Il m'a fallu une minute avant que les mots ne s'imprègnent, et ma tête s'est tournée brusquement vers mon père, mais il faisait semblant de ne pas voir mon choc. Il a continué.
"J'ai foi en ce que notre alliance apportera une nouvelle aube pour les loups-garous et les Lycans."
Alliance ? Lycans ? Ma tête tournait. Mari ? J'allais être malade.
J'ai mordu ma langue, luttant contre chaque instinct de fuir, mais je me suis sentie tirée vers le bas par une force.
Rhéa ? J'ai bêtement appelé.
Rien.
Mon cœur martelait, et ma vision se troublait. C'était un piège.
"En effet, une nouvelle aube, si vous respectez notre accord, Darius." La voix de Hadès a tranché le silence étouffant. Elle était profonde, rugueuse, et emplie d'une autorité qui semblait résonner avec les mêmes murs de la pièce.

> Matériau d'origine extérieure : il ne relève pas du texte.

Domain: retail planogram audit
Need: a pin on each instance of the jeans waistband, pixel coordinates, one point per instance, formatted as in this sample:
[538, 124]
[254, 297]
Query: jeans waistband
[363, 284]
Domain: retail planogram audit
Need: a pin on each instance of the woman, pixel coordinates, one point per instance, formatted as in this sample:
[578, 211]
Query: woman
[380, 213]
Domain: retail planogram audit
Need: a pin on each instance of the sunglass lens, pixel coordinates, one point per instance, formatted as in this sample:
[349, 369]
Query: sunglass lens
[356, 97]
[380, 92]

Ses yeux argentés m'immobilisaient sur place, dépouillant le masque fragile que je portais. C'était comme s'il pouvait voir les tremblements sous ma peau, la peur qui grimpait dans ma gorge, menaçant de m'étouffer. Et pourtant, il ne disait rien pour l'acknowledger. Au lieu de cela, il me fixait avec la patience d'un prédateur, attendant que je m'effondre sous le poids de son regard.
"Je ne requiers pas ses excuses," Hadès a continué, sa voix basse et létale, envoyant un frisson dans mon échine. "Ce dont j'ai besoin d'elle... est la conformité." Son dernier mot a plané dans l'air, un avertissement subtil caché sous la calme de son ton.
Mes genoux étaient faibles, mais je me forçais à rester debout, la tension dans la salle devenant assez épaisse pour s'étouffer. Conformité ? Le mot résonnait dans mon esprit, s'enroulant autour de mon sens déjà fragile de moi-même comme une chaîne. Il ne signifiait pas juste l'obéissance ; il voulait la soumission—une reddition complète et totale à sa volonté. La volonté d'un Lycan.
Mon père acquiesça, inconscient de l'orage qui faisait rage en moi. "Bien sûr, bien sûr ! Elle fera tout ce qui est nécessaire pour le bien de l'alliance. N'est-ce pas, Ellen ?"
Je ne pouvais pas parler. M'avait-il appelée par le nom de ma sœur ?
Ma mère a ri maladroitement. "Et qui ne se conformerait pas à toi, le puissant roi Lycan."
Mes yeux se sont écarquillés alors que la réalisation me frappait comme une balle dans la poitrine. Ce n'était pas juste un Lycan quelconque. L'homme à qui j'étais remise était Hadès Stavros, la main de la mort elle-même.